(For information regarding my Shakespeare Lectures: georgewalllectures@gmail.com)

Wednesday, October 6, 2010

I'm preparing for my next lecture - next Wednesday at 11 am at the Atwater library - on Antony and Cleopatra, and I found a most interesting observation (among many) in Michael Neill's splendid introduction to the 1994 Oxford edition. He notes that three times in the play, at very important moments, Antony uses the simple phrase "to do thus". Once when telling Cleopatra that he no longer cares for Rome but only for her:

Let Rome in Tiber melt, and the wide arch
Of the ranged empire fall! Here is my space.
Kingdoms are clay: our dungy earth alike
Feeds beast as man: the nobleness of life
Is to do thus; when such a mutual pair
[Embracing]
And such a twain can do't, in which I bind,
On pain of punishment, the world to weet
We stand up peerless. (1.1)

The next time (2.2) is when he meets the other triumvirs, Octavius and Lepidus, in Rome and the latter elegantly urges the two not to be too vehement in their own defenses.
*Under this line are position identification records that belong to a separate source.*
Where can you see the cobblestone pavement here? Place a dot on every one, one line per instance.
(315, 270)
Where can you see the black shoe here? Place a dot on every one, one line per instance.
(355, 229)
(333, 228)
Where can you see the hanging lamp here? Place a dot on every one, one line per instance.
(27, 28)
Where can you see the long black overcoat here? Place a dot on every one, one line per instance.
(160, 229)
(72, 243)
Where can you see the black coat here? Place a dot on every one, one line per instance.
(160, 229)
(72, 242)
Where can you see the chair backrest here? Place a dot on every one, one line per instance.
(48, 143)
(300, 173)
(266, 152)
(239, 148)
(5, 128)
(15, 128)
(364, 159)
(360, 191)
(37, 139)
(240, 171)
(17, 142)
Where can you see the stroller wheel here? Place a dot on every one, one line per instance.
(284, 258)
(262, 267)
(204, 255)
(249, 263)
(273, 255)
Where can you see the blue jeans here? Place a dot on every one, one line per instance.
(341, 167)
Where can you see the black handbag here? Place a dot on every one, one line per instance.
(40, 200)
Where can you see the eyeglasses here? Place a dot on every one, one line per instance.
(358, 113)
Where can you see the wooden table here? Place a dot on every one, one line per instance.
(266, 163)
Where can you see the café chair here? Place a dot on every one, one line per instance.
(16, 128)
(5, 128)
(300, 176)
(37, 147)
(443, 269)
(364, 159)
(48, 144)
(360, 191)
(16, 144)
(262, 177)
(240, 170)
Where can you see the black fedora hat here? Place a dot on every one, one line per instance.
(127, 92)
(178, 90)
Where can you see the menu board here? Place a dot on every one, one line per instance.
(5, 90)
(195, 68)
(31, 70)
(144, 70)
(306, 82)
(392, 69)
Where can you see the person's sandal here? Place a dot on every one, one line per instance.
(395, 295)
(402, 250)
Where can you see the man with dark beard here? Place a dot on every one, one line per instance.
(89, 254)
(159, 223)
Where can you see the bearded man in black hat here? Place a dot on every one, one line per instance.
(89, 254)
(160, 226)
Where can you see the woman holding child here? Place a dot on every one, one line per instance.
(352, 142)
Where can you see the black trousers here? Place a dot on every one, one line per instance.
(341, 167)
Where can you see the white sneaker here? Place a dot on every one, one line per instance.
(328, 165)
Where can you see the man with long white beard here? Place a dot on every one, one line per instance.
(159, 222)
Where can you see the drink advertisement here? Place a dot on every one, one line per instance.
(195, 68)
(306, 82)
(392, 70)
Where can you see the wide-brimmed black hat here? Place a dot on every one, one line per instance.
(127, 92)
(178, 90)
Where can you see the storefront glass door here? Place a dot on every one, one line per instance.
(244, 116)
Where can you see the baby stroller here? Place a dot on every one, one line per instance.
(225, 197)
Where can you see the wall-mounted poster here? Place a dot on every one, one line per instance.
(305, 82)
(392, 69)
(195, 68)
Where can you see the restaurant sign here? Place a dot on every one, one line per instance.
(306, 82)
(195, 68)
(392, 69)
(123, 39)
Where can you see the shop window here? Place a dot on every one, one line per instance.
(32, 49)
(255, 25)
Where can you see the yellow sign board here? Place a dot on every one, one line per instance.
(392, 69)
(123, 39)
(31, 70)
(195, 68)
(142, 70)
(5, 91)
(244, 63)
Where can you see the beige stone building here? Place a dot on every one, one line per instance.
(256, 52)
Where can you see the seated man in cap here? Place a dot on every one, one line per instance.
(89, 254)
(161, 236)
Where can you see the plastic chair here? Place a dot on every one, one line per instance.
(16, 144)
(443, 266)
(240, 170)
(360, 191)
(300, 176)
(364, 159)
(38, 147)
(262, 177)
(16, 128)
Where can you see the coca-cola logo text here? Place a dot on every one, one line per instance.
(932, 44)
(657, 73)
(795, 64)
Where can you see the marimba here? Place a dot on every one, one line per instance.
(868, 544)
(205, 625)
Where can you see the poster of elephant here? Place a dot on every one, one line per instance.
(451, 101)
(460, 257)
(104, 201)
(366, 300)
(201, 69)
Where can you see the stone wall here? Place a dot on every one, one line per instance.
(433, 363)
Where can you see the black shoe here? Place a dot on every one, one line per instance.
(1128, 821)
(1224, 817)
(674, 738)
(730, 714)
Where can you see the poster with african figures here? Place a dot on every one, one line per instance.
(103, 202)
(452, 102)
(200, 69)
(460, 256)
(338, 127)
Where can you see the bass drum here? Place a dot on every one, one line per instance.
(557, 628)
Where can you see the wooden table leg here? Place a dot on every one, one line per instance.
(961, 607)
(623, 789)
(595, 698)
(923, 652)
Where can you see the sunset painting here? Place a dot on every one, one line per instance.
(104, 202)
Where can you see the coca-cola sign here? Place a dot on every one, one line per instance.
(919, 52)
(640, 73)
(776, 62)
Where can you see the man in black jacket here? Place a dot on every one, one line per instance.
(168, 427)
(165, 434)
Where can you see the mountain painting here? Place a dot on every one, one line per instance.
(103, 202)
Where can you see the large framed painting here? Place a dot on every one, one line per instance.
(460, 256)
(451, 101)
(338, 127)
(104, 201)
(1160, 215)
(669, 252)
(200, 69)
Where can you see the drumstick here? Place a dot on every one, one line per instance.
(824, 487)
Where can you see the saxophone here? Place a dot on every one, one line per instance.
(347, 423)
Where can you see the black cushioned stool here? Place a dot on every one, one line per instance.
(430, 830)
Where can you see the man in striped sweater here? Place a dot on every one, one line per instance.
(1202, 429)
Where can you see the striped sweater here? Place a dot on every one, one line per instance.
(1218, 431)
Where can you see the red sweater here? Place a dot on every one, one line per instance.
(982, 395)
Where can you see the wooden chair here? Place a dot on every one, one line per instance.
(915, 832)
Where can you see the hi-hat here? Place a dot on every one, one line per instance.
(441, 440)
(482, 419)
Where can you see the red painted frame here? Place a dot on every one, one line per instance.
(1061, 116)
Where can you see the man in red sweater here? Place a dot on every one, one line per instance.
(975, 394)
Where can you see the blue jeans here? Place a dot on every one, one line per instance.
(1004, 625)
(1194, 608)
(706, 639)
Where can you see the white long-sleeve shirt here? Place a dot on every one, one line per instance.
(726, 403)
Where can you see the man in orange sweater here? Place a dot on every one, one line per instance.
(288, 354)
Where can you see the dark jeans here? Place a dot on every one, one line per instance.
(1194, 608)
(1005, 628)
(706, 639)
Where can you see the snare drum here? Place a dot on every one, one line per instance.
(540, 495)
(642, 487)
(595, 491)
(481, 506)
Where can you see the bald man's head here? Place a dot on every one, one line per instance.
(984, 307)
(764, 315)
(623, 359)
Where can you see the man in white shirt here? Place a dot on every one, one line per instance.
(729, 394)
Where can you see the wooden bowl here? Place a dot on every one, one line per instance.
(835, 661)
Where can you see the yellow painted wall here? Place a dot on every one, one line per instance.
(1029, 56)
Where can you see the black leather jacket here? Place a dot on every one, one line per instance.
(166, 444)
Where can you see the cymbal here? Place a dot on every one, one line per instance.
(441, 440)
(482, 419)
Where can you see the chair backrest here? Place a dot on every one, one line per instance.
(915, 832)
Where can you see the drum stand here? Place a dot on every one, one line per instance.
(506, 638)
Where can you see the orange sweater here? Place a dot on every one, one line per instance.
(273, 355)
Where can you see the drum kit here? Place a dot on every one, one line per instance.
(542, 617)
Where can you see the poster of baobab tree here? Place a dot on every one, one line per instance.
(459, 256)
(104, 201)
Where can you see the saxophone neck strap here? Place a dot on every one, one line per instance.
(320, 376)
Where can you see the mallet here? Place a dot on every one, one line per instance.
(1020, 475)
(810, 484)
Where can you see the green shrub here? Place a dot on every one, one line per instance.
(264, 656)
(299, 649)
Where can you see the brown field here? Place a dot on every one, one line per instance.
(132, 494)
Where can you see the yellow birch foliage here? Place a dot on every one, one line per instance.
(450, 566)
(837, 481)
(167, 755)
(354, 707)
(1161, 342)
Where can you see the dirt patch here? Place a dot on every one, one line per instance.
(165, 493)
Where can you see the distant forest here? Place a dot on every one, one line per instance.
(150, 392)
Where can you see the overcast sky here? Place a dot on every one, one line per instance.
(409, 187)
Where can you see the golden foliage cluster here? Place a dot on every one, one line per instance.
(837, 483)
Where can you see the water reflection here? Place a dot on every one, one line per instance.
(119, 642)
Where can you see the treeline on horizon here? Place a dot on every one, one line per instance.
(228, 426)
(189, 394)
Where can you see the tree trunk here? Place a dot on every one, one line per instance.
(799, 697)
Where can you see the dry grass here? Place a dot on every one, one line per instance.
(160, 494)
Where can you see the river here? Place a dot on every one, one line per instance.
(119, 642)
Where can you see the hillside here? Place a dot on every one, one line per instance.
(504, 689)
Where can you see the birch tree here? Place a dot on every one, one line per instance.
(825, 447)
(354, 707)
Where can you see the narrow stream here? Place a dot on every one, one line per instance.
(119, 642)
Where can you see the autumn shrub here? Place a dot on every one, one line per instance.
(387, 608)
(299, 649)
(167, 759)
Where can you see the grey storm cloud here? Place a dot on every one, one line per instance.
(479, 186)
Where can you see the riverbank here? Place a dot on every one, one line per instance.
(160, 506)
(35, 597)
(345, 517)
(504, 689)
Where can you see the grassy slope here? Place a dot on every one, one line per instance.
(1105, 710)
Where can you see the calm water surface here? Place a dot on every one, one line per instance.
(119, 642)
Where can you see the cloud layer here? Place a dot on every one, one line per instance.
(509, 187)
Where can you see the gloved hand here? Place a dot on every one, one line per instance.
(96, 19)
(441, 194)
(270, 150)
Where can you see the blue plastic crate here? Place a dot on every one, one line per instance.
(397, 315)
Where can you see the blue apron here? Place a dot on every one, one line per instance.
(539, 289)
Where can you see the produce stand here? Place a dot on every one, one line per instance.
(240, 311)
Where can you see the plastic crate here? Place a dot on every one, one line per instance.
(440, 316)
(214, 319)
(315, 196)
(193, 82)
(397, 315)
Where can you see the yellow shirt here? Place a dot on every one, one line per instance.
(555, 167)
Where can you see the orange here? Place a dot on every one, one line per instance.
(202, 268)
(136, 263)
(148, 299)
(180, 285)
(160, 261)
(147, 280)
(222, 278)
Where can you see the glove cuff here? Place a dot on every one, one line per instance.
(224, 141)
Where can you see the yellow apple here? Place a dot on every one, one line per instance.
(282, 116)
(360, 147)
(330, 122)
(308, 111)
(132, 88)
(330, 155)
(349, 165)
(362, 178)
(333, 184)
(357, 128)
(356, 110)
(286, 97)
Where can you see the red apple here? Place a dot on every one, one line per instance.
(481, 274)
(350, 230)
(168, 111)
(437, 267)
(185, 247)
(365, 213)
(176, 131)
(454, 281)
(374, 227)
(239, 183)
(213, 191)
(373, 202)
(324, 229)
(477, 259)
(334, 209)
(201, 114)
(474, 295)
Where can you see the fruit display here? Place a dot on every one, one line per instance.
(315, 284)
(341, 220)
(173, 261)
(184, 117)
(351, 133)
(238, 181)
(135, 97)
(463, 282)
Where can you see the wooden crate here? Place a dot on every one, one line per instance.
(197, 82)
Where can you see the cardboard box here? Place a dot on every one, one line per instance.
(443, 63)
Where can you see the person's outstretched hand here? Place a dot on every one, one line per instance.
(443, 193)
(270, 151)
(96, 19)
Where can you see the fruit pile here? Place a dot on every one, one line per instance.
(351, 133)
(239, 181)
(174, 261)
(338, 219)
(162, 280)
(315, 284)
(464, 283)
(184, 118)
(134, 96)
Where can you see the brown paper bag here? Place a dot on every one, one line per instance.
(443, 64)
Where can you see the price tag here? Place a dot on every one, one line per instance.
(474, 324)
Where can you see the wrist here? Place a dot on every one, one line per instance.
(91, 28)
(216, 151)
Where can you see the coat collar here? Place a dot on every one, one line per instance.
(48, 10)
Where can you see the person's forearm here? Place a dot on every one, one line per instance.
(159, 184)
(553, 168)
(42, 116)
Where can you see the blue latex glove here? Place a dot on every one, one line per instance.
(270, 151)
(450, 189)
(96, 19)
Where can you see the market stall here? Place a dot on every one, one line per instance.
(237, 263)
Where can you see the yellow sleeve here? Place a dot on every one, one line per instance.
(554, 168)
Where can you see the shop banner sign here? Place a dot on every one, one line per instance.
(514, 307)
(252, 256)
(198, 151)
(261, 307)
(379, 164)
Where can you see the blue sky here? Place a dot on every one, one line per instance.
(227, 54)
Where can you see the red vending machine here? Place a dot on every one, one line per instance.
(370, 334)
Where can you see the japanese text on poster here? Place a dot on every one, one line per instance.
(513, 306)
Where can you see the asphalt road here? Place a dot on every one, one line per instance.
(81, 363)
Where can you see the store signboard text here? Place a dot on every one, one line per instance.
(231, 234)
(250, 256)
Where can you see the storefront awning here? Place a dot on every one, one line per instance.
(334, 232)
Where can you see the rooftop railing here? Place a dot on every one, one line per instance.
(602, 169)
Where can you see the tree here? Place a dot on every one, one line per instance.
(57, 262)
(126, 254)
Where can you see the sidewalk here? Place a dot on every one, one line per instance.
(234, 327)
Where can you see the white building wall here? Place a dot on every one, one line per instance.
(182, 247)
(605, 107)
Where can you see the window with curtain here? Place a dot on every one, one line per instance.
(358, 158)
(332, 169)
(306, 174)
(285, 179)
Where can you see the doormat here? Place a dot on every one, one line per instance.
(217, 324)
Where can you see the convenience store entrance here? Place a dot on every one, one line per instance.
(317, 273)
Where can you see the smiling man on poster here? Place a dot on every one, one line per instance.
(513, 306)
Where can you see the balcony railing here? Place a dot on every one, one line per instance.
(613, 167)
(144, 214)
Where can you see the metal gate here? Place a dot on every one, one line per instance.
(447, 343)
To which Antony replies that even if they were about to engage in civil war, he would follow such advice:

LEPIDUS
Noble friends,
That which combined us was most great, and let not
A leaner action rend us. What's amiss,
May it be gently heard: when we debate
Our trivial difference loud, we do commit
Murder in healing wounds: then, noble partners,
The rather, for I earnestly beseech,
Touch you the sourest points with sweetest terms,
Nor curstness grow to the matter.

ANTONY
'Tis spoken well.
Were we before our armies, and to fight,
I should do thus.

The third and final time is at his own suicide (4.14), after his servant, Eros, has chosen to kill himself rather than Antony (as Antony had requested):

Thrice-nobler than myself!
Thou teachest me, O valiant Eros, what
I should, and thou couldst not. My queen and Eros
Have by their brave instruction got upon me
A nobleness in record: but I will be
A bridegroom in my death, and run into't
As to a lover's bed. Come, then; and, Eros,
Thy master dies thy scholar: to do thus.
[Falling on his sword]

As we know, the thematic center of the play is in the conflict between Rome and Egypt, and all that they symbolize. So here we have Antony using the same phrase in showing his allegiance to Egypt (through Cleopatra), to Rome (through Octavius), and finally to neither. These types of small, intricate details keep coming up over and over again in Shakespeare's work. They are not matters of coincidence.